The good news is that the biotech industry is trying to improve diversity and inclusion. The bad news is that the measures do not yet seem to have moved the needle on getting women into the C-suite and people of color into any level at companies.
Seven in 10 biotechs now list diversity and inclusion in their value statements or as a priority, according to a new report from the Biotechnology Innovation Organization (BIO). This is up from 46% in 2019. The survey included 100 respondents, representing a separate BIO member company, answering based on data they officially collect only. The sample between 2020 and 2019 was similar.
Women make up 47% of total employees at biotechs headquartered across the U.S., Canada, Europe, Asia and Australia. And yet they make up just 31% of executive teams and 23% of CEOs at the companies surveyed. The glass ceiling women hit from entry-level to the C-suite is not unique to biotech, the report noted.
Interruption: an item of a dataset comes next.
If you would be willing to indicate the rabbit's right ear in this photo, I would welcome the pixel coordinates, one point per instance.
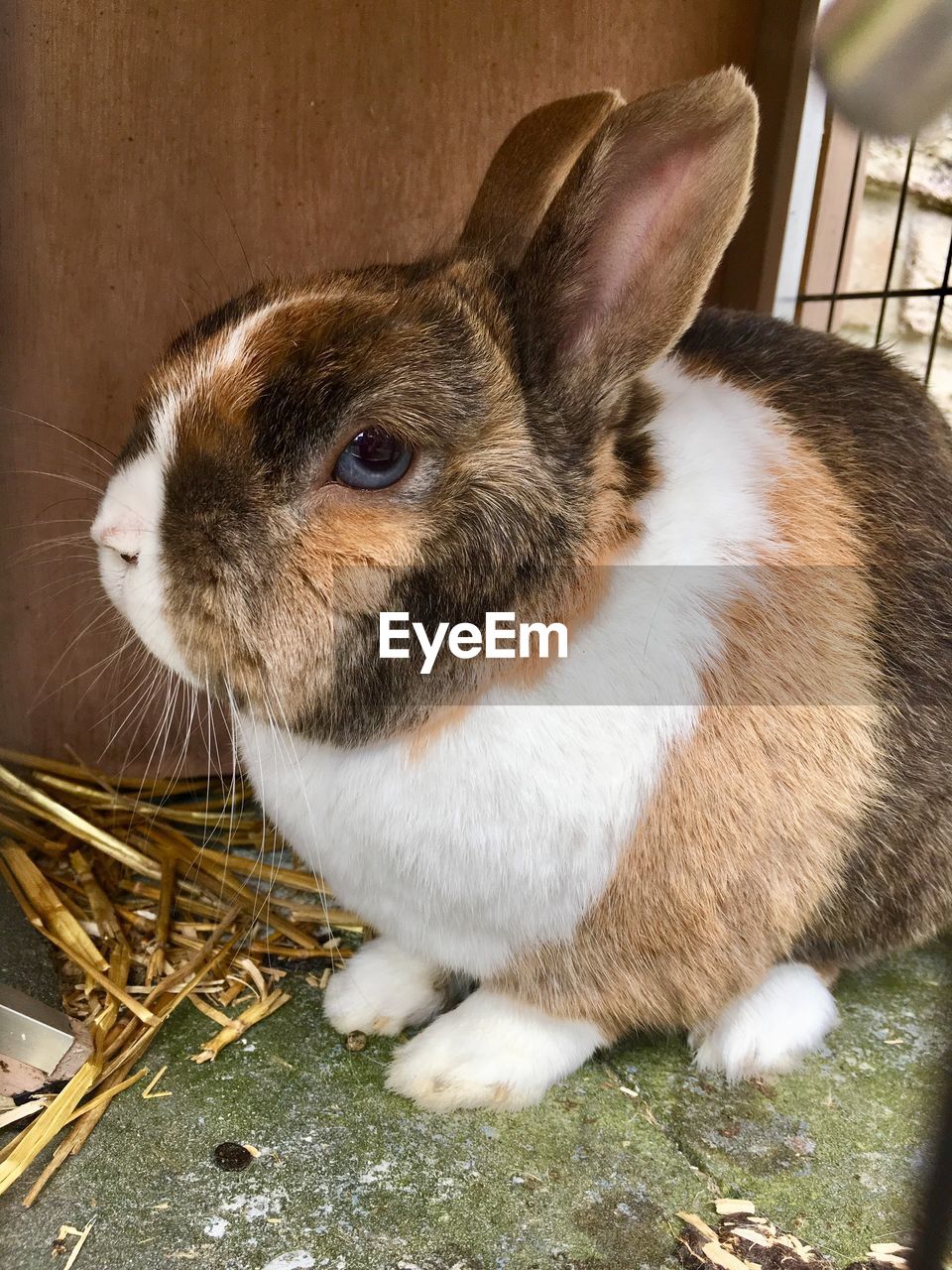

The representation of women at the organizational level did improve slightly over 2019, although the majority of companies questioned for the survey did not see much change. A small percentage even saw a decrease. At the executive level, progress was much more notable, with one in five companies reporting “significant progress.”
Employees of color fared worse in overall employment: they make up just 32% of the workforce and 21% of executive teams. People of color had a tiny advantage in C-suite representation compared to women, at 24% of CEOs. Diversity in the C-suite declined compared to 2019, the report said.
“This past year demonstrated how the biotechnology industry can step up to a challenge,” said BIO President and CEO Michelle McMurry-Heath, M.D., Ph.D. “The survey provides the information we, as an industry, need to develop programming that supports progress for diversity and inclusion.”
McMurry-Heath pledged to aid member companies as they develop best practices to support a more diverse workforce.
More companies said they had rolled out diversity programs, including accountability and reporting, mentoring, training and networking opportunities.
“Given how biotechnology itself can be used to solve for inequities in broader society, it is urgent that companies prioritize DEI internally,” said Coqual Executive Vice President Pooja Jain-Link. Coqual, a nonprofit think tank that addresses diversity, equity and inclusion initiatives in the workplace, conducted the survey for BIO in October to December last year.
Jain-Link said the survey provides a baseline for companies to work from and holds the industry accountable for change.
“To be the voice of science and for science, we need to understand where we currently are as an industry and how we can grow,” McMurry-Heath said.
The survey also noted that the onus is often on employees to run diversity and inclusion initiatives without any formal accountability. While senior leaders are speaking up more about these initiatives, they could be reporting additional diversity metrics publicly. In 2019, 28% of companies reported that their leaders spoke openly about diversity, and now, 58% say their leaders have engaged in the conversation. The number of leaders tasked with specific diversity and inclusion initiatives fell from 53% to 39% since the last survey.
One blind spot in the report is on LGBTQ+ identity in the workplace because companies do not typically report that data. BIO recently became the first biotech member of Out Leadership, a global LGBTQ+ business network that provides resources to companies to support the community.